There are also special types of arrays (or special matrices) we will want to create later in the class, including matrices of a certain size consisting entirely of ones:

In [None]:
z = np.ones((3, 4))
z

We can also generate a linear sequence of numbers of a certain size using `.linspace':

In [None]:
c = np.linspace(0, 2, 9) # or 'generate 9 numbers from 0 to 2, inclusive'
c

## Basic operations using arrays

Arithmetic operators applied to arrays apply _elementwise_. A new array is created and filled with the result:

In [None]:
a = np.array([20, 30, 40, 50]) # 4 numbers, [20, 30, 40, 50]
b = np.arange(4) # 4 numbers from 0 to 3, [0, 1, 2, 3]
c = a - b # element-wise subtraction e.g. 20-0, 30-1, 40-2, 50-3
print(c)

We can also apply comparisons to an array and get a Boolean array in return:

In [None]:
a < 35 # returns True, True, False, False

For multiplication, and unlike MATLAB for instance, the simple product (multiplication) is also element-wise, as opposed to matrix multiplication (which we'll learn about soon).  This means that as long as two arrays are the same size, you can readily multiply (or add, or subtract) them.

In [None]:
A = np.array([[1, 1],
              [0, 1]])
B = np.array([[2, 0],
              [3, 4]])
A * B # elementwise, or 1*2=2, 1*0=0, 0*3=0, 1*4=4

Addition is elementwise as well:

In [None]:
A + B # elementwise as well - the numbers in the same position in each matrix are added

NumPy arrays can be operated on along any of their dimensions.  The default behavior is to treat them as a simple list of numbers, even if you have an array with multiple dimensions.  Let's see how this works:

In [None]:
d = np.array([[ 0,  1,  2,  3], [ 4,  5,  6,  7], [ 8,  9, 10, 11]])
d

We created a 3 row by 4 column matrix above, but if we apply the `.sum` method without specifying a dimension to take the sum over, the default behavior is to treat the matrix as just a list of numbers:

In [None]:
d.sum() # sum of all the individual elements in d, as if they were a long list and not a matrix!

So, if you want to operate on your ndarray as if it was a matrix, you can specify the dimension you want to operate along by adding the `axis=` option.  The axis specifies the dimemsion (0th, 1st, 2nd, etc) along which to apply the operation.  The following figure may be useful in understanding how Python thinks about these dimensions:

![image.png](attachment:image.png)

Let's take the sum down the rows (so, as if adding columns of numbers in a spreadsheet) on our 2 dimensional matrix `d`:

In [None]:
d.sum(axis=0) # sum down the columns, so you end up with 4 values, this is axis=0

In [None]:
d.sum(axis=1) # sum along the rows, so you end up with 3 values corresponding to each row, this is axis=1

Similar to list, with arrays you can index into the elements or slice them out.  Let's first create a new array to work with:

In [None]:
a = np.arange(10)**3 # create an array of numbers from 0 to 9 and raise to the 3rd power
a

As with lists and tuples, in arrays you can use square brackets after the array variable name to look at the individual elements.  Keeping in mind the effect of zero indexing, here is the value of the element in position 2:

In [None]:
a[2] # square brackets for indexing, will return the value in the '2' position: 0th, 1st, 2nd ...

In [None]:
a[2:5]  # note that the output of indexing or slicing an array is also an array


You can also use indexing to alter the values of the array, since arrays are mutable.  So for instance, the code below says 'starting with position zero and going to position 6, make every 2nd position have the value of 1000':

In [None]:
a[0:6:2] = 1000 # starting with position 0 and going to position 6 by steps of 2, change those entries to 1000
a # value in position 0, 2, and 4 are now 1000 - not it didn't change position 6! 
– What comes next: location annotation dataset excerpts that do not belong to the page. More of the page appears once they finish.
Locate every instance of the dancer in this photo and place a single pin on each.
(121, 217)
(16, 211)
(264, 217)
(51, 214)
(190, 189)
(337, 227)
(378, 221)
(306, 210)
As we showed with lists, with indexing you can also leave out some of the elements and just have the ':' ... for instance, the lines of code below would give the same result as above:

In [None]:
a = np.arange(10)**3
a[:6:2] = 1000 # when the zero index position is implied (as it is here) you can omit it for the same result
a

There are various ways to manipulate the shape of an array.  Let's start with a new array that has 3 rows and 3 columns:

In [None]:
my_array = np.array([(0, 1, 2),(3, 4, 5),(6, 7, 8)])
print(my_array)


You can flatten the array -- change it from a 3x3 to a single column of values, using `.ravel`:

In [None]:
my_array.ravel() # ending .ravel in () prints the result to the notebook output

In [None]:
my_array.shape # note that this didn't change the dimensions of my_array permanently! 

A word about whether methods change the original variable or not:  As you can see above, using `.ravel` doesn't alter the shape of the original `my_array`.  We can differentiate between methods (or functions) that return a new array that would to be assigned to a new variable, or methods that alter variables 'in place'.   This behavior may be inconsistent across packages and methods, so be wary of this. 

We previous saw an application of the `.reshape` command above.  Here, we can specify the new number of rows, columns, etc. 

In [None]:
my_array.reshape(9,1) 

Finally -- and this will be important later in the course -- we can transpose the array, which interchanges the rows and the columns (so, the first row becomes the first column, the second row becomes the second column, etc).  This is accomplished in Numpy with `.T`

In [None]:
my_array.T

In the case of all three of the methods above, the original array is not modified:

In [None]:
my_array.ravel().shape

In [None]:
my_array.reshape(9,1).shape

In [None]:
print(my_array.T)
my_array.T.shape

In [None]:
print(my_array)
my_array.shape

On the otherhand, using the `.resize` operator will change the shape of the original matrix:

In [None]:
my_array.resize(9,1)
print(my_array)

It is worth thinking very carefully about how reshaping or otherwise manipulating the order of the values in a data array works.  For instance, let's take a look at another array:

In [None]:
a = np.arange(1,13,1).reshape((3, 4)) # since start and step are optional in .arange, you could also write a = np.arange(15).reshape(3, 5)
print(a)

In [None]:
a.reshape(2,6)

Python accomplishes this reshaping by operating row-wise.  So, in otherwords, specifying that the array above should be reshaped from 3 rows and 4 columns into 2 rows and 6 columns causes the first two entries from the 2nd row to be moved from the 2nd row and appended to the righthand side of the first row, then the remaining values in the 2nd row had all the values in the 3rd row appended to them.   This gives you a 2x6 matrix assembled by giving primacy to the rows. 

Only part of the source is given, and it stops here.